Ein kontinuierlich veränderliches Signal durch eines annähern, dessen Amplitude nur bestimmte diskrete Werte annehmen kann.

Quantisieren: das Unendliche ins Endliche verwandeln

Ein Signal zu quantisieren bedeutet, seine kontinuierliche Wertebereich auf eine diskrete Menge fester Pegelstufen abzubilden. Ein Analog-Digital-Wandler macht genau das: Er tastet die eingehende Spannung in regelmäßigen Abständen ab und rundet jeden Messwert auf die nächste von einer endlichen Anzahl möglicher Ausgangswerte. Hat Ihr Wandler eine 8-Bit-Auflösung, teilt er den Eingangsspannungsbereich in 256 gleich große Schritte auf; ein 16-Bit-Wandler ergibt 65.536 Schritte. Der Rundungsfehler wird Quantisierungsfehler oder Quantisierungsrauschen genannt und lässt sich nicht vermeiden.

Die Anzahl der Bits im Wandler bestimmt die Auflösung. Ein 12-Bit-ADC, der ein Signal von 0 bis 10 Volt quantisiert, erzeugt Schritte von etwa 2,4 Millivolt. Ein 24-Bit-Wandler im gleichen Bereich liefert Schritte unter 1 Mikrovolt. Mehr Bits bedeuten feinere Auflösung, aber auch höhere Kosten und langsamere Wandlungsgeschwindigkeit. Die Wahl hängt vom tatsächlichen Inhalt des Signals ab: Eine 60-Hz-Netzwellenform mit 12 Bits zu quantisieren reicht meist aus; Präzisionsmessgeräte oder Audioproduktion verlangen oft 16 oder 24 Bits.

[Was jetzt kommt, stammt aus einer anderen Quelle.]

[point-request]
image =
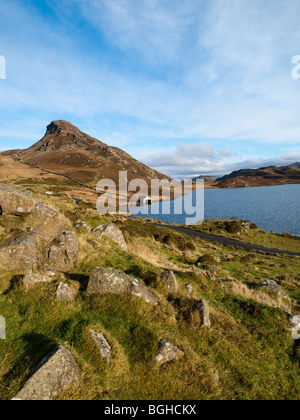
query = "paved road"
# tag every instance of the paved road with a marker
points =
(227, 241)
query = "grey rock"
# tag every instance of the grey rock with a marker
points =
(15, 201)
(56, 373)
(102, 344)
(66, 293)
(111, 231)
(48, 222)
(63, 250)
(32, 279)
(272, 285)
(199, 314)
(189, 288)
(20, 253)
(82, 226)
(115, 282)
(167, 352)
(169, 280)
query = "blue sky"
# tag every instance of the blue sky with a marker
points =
(186, 86)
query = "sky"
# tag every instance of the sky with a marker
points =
(188, 87)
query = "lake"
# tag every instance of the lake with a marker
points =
(275, 209)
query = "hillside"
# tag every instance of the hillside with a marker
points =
(139, 311)
(268, 176)
(66, 150)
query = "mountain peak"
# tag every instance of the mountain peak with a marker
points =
(60, 126)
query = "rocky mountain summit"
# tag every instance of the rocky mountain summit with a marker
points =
(67, 150)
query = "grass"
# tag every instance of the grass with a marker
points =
(249, 352)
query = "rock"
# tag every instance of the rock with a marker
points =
(15, 201)
(169, 280)
(49, 223)
(67, 292)
(102, 344)
(189, 288)
(111, 231)
(63, 250)
(212, 267)
(112, 281)
(199, 314)
(32, 279)
(82, 226)
(56, 373)
(168, 352)
(20, 253)
(272, 285)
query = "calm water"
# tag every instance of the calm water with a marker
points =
(274, 209)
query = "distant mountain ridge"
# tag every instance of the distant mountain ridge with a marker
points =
(65, 149)
(266, 176)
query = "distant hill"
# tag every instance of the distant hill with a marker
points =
(206, 178)
(268, 176)
(66, 150)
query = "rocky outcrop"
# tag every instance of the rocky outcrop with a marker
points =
(111, 231)
(56, 373)
(199, 314)
(273, 286)
(32, 279)
(115, 282)
(48, 222)
(102, 345)
(189, 288)
(169, 280)
(167, 352)
(63, 250)
(20, 252)
(67, 293)
(15, 201)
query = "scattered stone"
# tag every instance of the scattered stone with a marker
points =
(63, 250)
(189, 288)
(169, 280)
(49, 223)
(20, 253)
(82, 226)
(32, 279)
(111, 231)
(56, 373)
(67, 293)
(113, 281)
(199, 314)
(102, 344)
(168, 352)
(272, 285)
(15, 201)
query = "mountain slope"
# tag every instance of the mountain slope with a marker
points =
(268, 176)
(67, 150)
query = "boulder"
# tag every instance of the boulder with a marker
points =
(82, 226)
(168, 352)
(56, 373)
(32, 279)
(20, 253)
(63, 250)
(111, 231)
(272, 285)
(102, 345)
(67, 292)
(189, 288)
(115, 282)
(48, 222)
(199, 314)
(169, 280)
(15, 201)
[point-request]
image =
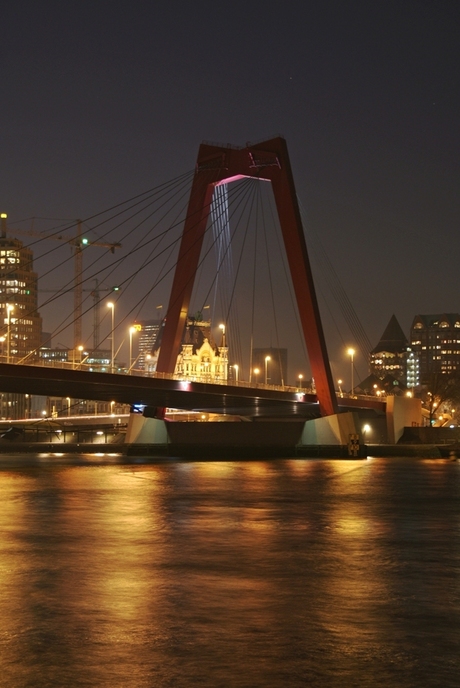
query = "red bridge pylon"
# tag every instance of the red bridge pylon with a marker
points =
(267, 161)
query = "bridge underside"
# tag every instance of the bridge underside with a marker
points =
(155, 392)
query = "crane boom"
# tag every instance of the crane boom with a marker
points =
(79, 243)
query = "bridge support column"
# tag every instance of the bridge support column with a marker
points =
(142, 430)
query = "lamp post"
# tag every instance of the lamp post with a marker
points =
(112, 306)
(351, 353)
(132, 330)
(9, 308)
(267, 359)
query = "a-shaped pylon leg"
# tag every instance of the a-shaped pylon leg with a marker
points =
(267, 161)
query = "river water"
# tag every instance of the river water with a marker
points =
(257, 573)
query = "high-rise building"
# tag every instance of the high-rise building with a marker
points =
(435, 339)
(148, 333)
(20, 323)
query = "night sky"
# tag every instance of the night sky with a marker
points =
(103, 100)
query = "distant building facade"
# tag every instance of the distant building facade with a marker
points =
(20, 324)
(435, 339)
(148, 335)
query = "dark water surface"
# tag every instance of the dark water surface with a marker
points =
(278, 573)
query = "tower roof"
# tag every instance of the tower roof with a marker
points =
(393, 339)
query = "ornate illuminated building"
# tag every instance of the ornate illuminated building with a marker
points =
(435, 339)
(200, 359)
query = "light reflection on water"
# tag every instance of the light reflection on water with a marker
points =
(279, 573)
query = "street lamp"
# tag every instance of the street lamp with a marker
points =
(112, 306)
(351, 353)
(267, 358)
(132, 330)
(9, 308)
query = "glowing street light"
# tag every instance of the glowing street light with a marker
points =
(9, 308)
(112, 306)
(267, 359)
(351, 353)
(366, 430)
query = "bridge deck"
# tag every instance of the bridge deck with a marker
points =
(156, 391)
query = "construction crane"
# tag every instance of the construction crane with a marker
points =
(95, 293)
(79, 242)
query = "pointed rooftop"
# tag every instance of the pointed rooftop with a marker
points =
(393, 339)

Quantisierungsfehler und Signalverlust

Liegt ein Signal zwischen zwei Quantisierungspegeln, muss der Wandler es auf- oder abrunden. Dies führt zu einem Fehler von plus oder minus der halben Einheit des kleinsten Bits (LSB). In einem Messsystem kombiniert sich Quantisierungsfehler mit anderen Fehlerquellen wie Sensor-rauschen und Temperaturabhängigkeit. Ist Ihr Signal schwach im Vergleich zur Schrittgröße, wird Quantisierungsrauschen in der Audiowiedergabe hörbar oder als Farbstreifen in Bildern sichtbar.

Dithering löst dieses Problem teilweise. Indem man vor der Quantisierung ein kleines Maß an Zufallsrauschen hinzufügt, verteilt man den Rundungsfehler auf einen Wertebereich, anstatt ihn auf feste Pegel zu konzentrieren. Paradoxerweise verbessert Rauschen die wahrgenommene Glätte. Diese Technik ist Standard in digitaler Audioverarbeitung und Bildverarbeitung.

Der Begriff quantisieren stammt aus der Physik, wo er die diskreten Energieniveaus in Atomen beschreibt. Ingenieure haben ihn übernommen, weil das mathematische Problem identisch ist: eine kontinuierliche Variable wird in diskrete Abschnitte gezwungen. Sie stoßen auf Quantisierung nicht nur in ADCs, sondern auch in digitalen Signalprozessoren, Bildkompressionsalgorithmen und neuronalen Netzwerken, deren Gewichte zur schnelleren Berechnung auf niedrigere Präzision reduziert werden.